Неолиберализм – негативное понятие, связанное с дерегулированием экономики, демонтажем «социального государства», с сужением социальной сферы и пр. Собственная идеологическая концепция неолиберализма основана на рыночной интерпретации всех типов общественных связей: каждый человек рассматривается как свободный предприниматель, организующий собственную жизнь как предприятие, а каждое социальное взаимодействие — как контракт (акт купли-продажи). Все формы отношений, в том числе взаимоотношения работников одной компании или членов семьи, рассматриваются как виды рыночной конкуренции. Согласно идеологии неолиберализма, нации и государства на мировом рынке также выступают в роли предприятий. На более абстрактном уровне, с точки зрения «философии» неолиберализма, существование и функционирование рынка обладает самоценностью, независимо от его воздействия на производство товаров и услуг, а законы функционирования рынка составляют фундаментальное основание «этики» человеческих отношений.

Именно генеалогию этого комплекса представлений и практик изучал, например, Мишель Фуко в своих курсах лекций в «Колледж де Франс» (курс «Рождение биополитики»), и в последние годы они приобрели актуальность в связи с этим. Но даже у Фуко мы находим довольно слабые аргументы, почему в итоге неолиберализм восторжествовал – просто ли в силу большей «эффективности»? Итак, непонятно, отчего такая продуктивность, доминантность и привлекательность неолиберализма. В чем состоит его «эффективность»?

Критический анализ неолиберализма связан в основном с проблемами занятности, социального страхования, с политической и социальной надстройкой, со сферой технологий, со сферой обмена (доминирование спекулятивно-финансового сектора), но он мало говорит об изменениях в собственно способе производства, в характере и организации труда. Было много попыток говорить о переходе, одним из имен которого является «неолиберализм», – «постиндустриальное общество», «информационное общество», «креативная индустрия». Так называемая «рейганомика», провозглашенная в 80-х годах в США, и ставшая одной из манифестаций неолиберальной эпохи, оперировала, прежде всего, понятиями «креативного общества» как идеала провозглашенной политики дерегуляции.

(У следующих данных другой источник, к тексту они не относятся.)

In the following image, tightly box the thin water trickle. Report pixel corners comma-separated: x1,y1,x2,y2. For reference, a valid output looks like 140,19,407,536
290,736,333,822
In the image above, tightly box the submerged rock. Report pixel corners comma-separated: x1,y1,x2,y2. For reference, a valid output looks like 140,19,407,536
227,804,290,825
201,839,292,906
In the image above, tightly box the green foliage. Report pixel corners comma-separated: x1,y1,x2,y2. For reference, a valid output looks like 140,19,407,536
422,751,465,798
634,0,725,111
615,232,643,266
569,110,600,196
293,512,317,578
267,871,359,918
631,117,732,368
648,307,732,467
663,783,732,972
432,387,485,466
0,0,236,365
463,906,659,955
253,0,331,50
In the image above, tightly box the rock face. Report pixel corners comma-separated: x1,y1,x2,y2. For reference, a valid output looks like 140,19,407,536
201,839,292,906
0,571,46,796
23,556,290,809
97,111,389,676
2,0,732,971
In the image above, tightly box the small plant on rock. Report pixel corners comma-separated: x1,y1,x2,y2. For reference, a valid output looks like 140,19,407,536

Традиционные марксисты осмысливали это с точки зрения складывания нового международного разделения труда, организованного капиталом с целью получить доступ к более дешевому производству за счет удешевления рабочий силы, рекрутируемой в странах «третьего мира», или «глобального Юга». Но такие теории также кажутся недостаточными, поскольку также оперируют понятием «перераспределения» и обмена, по сути, не указывая на изменения в самом производстве, характере труда.

В этом смысле теории постфордизма, «когнитивного капитализма», «нематериального труда» кажутся важным дополнением к анализу современного капитализма, поскольку пытаются зафиксировать те элементы нового, которые в нем возникают в самом процессе производства. Разумеется, я весьма критичен к теориям постфордизма, но поскольку в них есть момент анализа новых способов производства и накопления капитала, и акцент на формировании «новых социальных субъектов», они представляются важными.

Необходимо различать два уровня этих теорий:

– уровень политики и субъективности («новые социальные субъекты», т.н. «множества»)

– уровень анализа производства и новой политической экономии (например, анализ занятости, попытками решить проблему «кризиса закона стоимости»).

Таким образом, обсуждается проблема перехода – от фордистской к постфордистской организации производства, разрыв между ними.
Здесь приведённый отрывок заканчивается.